Thursday, June 23, 2022

Common Errors Made about Early Judaism

If you are either Christian or Jewish (or have been influenced by people who are), then you should read The Jewish Annotated New Testament. If you can't spare the time to read the whole book, then read the essays at the end. 

And if you can't read all the essays, for God's sake read "Bearing False Witness: Common Errors Made about Early Judaism," by co-editor Amy-Jill Levine.

Levine is an Orthodox Jewish woman who has devoted her scholarly career to studying Jesus and Christianity. Her earlier book The Misunderstood Jew: The Church and the Scandal of the Jewish Jesus is a classic in the field. In other words, she knows whereof she speaks!

Here are ten misconceptions that Levine thinks both Jews and especially Christians have about Judaism circa the time of Jesus. They are not just trivial errors: they make it impossible to understand either Christianity or Judaism in context.


1. The contrast between Jewish "law" and Christian "grace" (and the belief that the "law" is impossible to fulfill). "In actuality," Levine points out, "Jews, then and now, did not find Torah observance any more burdensome than citizens in most countries find their country's law today."

2. The mistaken view of Judaism as religion of "works righteousness." Some Christians believe "Jews follow Torah in order to earn God's love or a place in heaven." But God's love is a given, a place in heaven is not a major Jewish concern, and that is not why Jews use Torah to guide their lives.

3. The erroneous idea that ritual purity laws were burdensome (see #1) and unjust. To Levine, this assumption makes a lot of Christian readings of the Good Samaritan and of Jesus healing a woman from hemorrhages go completely astray. By misunderstanding ritual purity and impurity, they miss the point of their own stories.

4. Related to #3, the idea that Jewish society at the time was uniquely misognynistic. Levine is a feminist, and she says that's nonsense. "Jewish women owned their own homes...served as patrons...appeared in the Temple... and in synagogues, had use of their own property...had freedom of travel...appear in public; and so on."

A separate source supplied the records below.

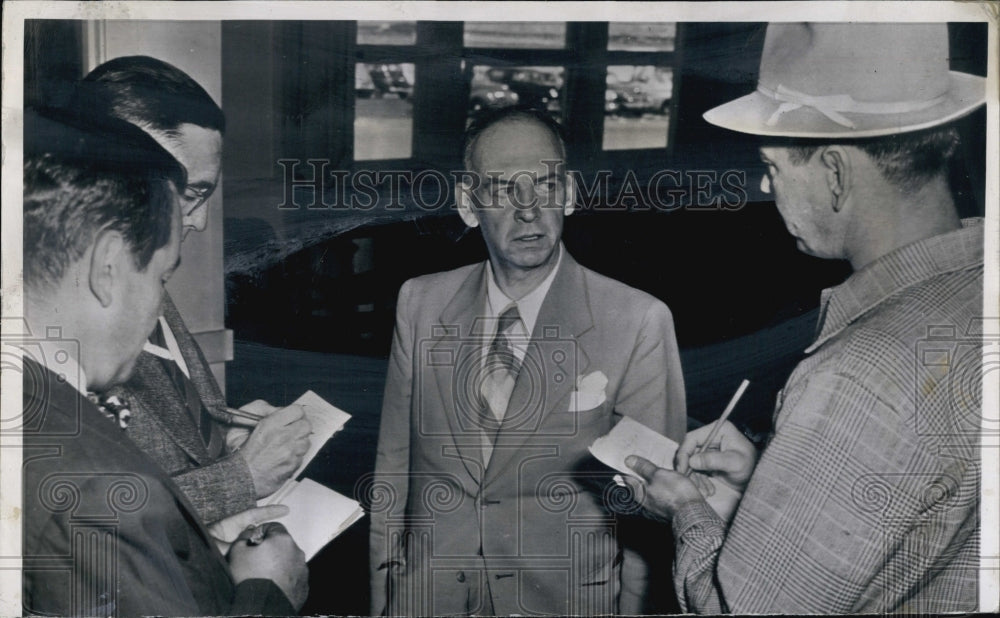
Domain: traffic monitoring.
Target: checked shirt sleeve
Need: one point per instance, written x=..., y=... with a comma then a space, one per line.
x=840, y=516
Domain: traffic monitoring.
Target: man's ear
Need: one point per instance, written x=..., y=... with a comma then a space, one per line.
x=463, y=198
x=570, y=201
x=837, y=162
x=105, y=265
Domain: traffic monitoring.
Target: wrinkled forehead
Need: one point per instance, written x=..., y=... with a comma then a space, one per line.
x=517, y=145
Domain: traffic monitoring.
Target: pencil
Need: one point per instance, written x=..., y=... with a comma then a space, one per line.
x=247, y=416
x=722, y=419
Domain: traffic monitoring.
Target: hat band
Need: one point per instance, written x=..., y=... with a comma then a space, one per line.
x=833, y=106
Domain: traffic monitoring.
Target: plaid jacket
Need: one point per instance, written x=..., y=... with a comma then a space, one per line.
x=866, y=499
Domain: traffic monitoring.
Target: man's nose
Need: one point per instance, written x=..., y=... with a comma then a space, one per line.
x=197, y=219
x=527, y=199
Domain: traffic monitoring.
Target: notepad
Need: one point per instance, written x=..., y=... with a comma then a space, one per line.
x=630, y=437
x=317, y=514
x=325, y=420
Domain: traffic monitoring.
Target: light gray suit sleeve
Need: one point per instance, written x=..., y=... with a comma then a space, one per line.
x=219, y=489
x=392, y=460
x=652, y=393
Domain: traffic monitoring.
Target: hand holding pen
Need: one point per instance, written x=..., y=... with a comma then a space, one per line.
x=719, y=450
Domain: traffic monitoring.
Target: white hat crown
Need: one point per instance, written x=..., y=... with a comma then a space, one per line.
x=852, y=80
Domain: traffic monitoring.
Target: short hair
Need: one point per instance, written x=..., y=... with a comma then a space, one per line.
x=504, y=114
x=908, y=161
x=150, y=93
x=84, y=176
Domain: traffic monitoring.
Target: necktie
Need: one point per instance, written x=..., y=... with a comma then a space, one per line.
x=199, y=415
x=499, y=373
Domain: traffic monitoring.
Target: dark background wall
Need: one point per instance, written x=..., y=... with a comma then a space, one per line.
x=311, y=292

5. The counterfactual idea that Judaism permitted easy divorce, at the expense of women, when the marriage contract (ketubah) guarantees her right in the case of divorce, and guarantees them in advance.

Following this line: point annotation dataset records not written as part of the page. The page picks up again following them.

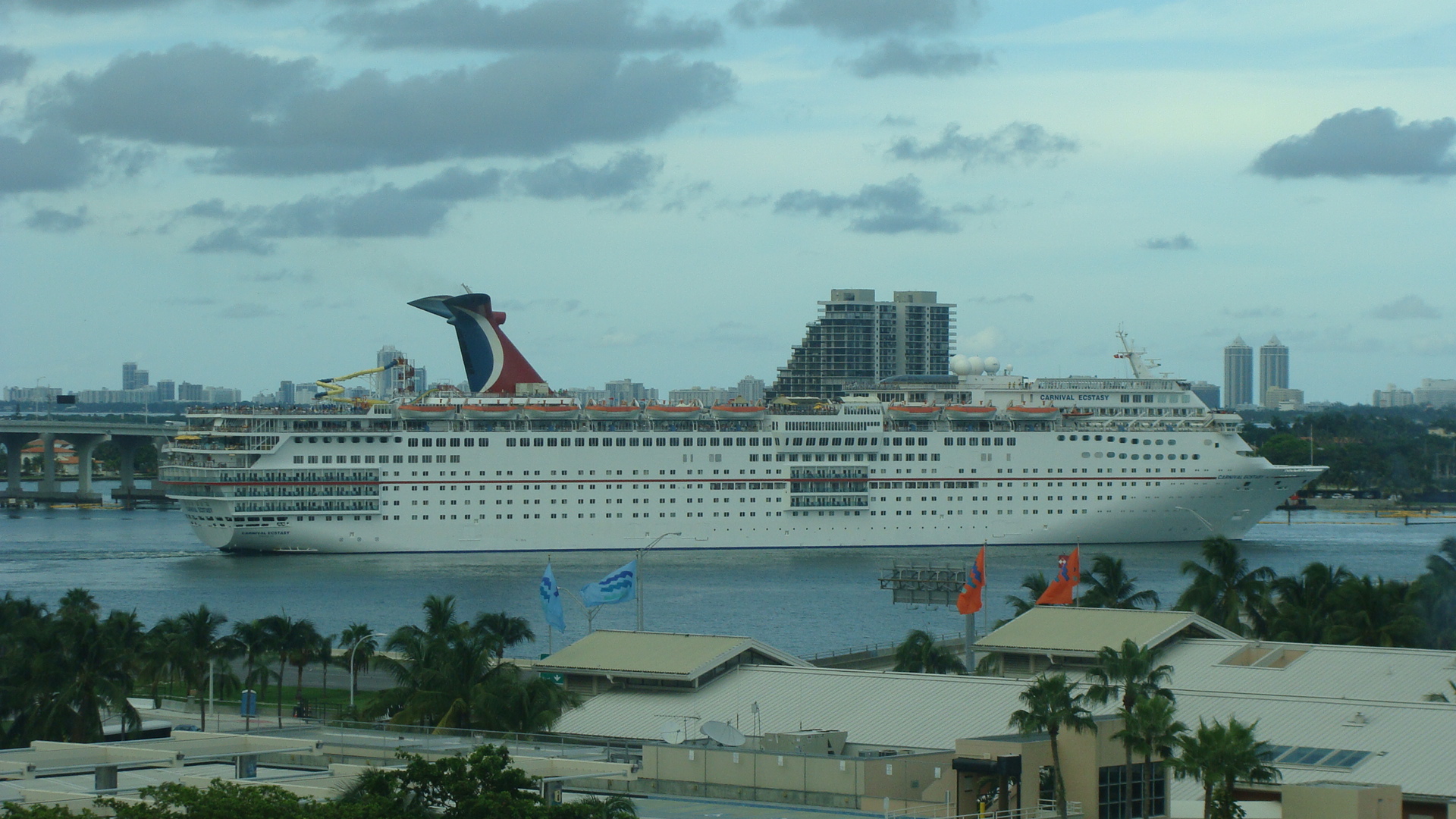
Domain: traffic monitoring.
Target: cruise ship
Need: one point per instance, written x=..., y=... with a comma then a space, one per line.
x=974, y=457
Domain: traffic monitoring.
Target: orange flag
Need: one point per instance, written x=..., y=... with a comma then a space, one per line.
x=970, y=599
x=1060, y=591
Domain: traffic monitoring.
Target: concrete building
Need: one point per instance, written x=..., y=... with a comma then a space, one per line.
x=1285, y=398
x=1348, y=727
x=131, y=378
x=1273, y=369
x=707, y=397
x=1436, y=392
x=750, y=390
x=1238, y=373
x=859, y=340
x=1206, y=392
x=1392, y=397
x=628, y=391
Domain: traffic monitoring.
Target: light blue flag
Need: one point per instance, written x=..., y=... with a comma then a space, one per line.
x=617, y=588
x=551, y=601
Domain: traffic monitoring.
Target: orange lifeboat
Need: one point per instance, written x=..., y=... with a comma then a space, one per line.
x=913, y=411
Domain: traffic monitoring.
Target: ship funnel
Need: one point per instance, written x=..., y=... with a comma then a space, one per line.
x=491, y=362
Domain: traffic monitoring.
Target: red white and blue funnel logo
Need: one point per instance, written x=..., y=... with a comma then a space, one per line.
x=491, y=362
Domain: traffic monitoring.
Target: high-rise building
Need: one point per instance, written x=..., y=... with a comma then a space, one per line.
x=1206, y=392
x=1436, y=392
x=131, y=378
x=626, y=391
x=1238, y=373
x=705, y=395
x=1273, y=369
x=386, y=382
x=859, y=340
x=1392, y=397
x=750, y=390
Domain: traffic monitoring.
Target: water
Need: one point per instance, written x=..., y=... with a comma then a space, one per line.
x=802, y=601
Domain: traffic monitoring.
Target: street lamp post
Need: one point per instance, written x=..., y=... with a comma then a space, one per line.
x=641, y=553
x=353, y=681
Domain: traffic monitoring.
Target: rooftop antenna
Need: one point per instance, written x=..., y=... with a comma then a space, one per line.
x=1134, y=357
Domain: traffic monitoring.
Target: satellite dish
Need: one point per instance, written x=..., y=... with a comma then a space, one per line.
x=673, y=733
x=723, y=733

6. Viewing sinners and tax collectors as "marginal" and "cast out" instead of as what they were: "people who violate the welfare of the community and who have deliberately removed themselves from the common good."

7. Ignoring Jesus' militant statements and Judaism's varied views of the messiah, from warrior-king to shepherd, in order to pretend Jesus was a pacifist and Jews rejected him for that reason.

8. The idea that Jews worshiped a distant, impersonal and completely transcendent God. Where, she implicitly asks, do you think Jesus got the idea that God is abba, Father?

9. The idea that the Temple hierarchy dominated and oppressed the population--when the Temple had more and more become the center of Jewish life in the Holy Land, and Jews loved going there.

10. The false dichotomy of exclusivism vs. universalism. Again, go back to the Tanach, the Hebrew Bible, if you want to find the roots of universalism as a messianic ideal--and study what the texts actually say about interactions between Jews and Gentiles if you want to know what was going on at the time. When anyone states, as in Acts 10, that association between the two is against some law, they are blatantly misstating the historical truth.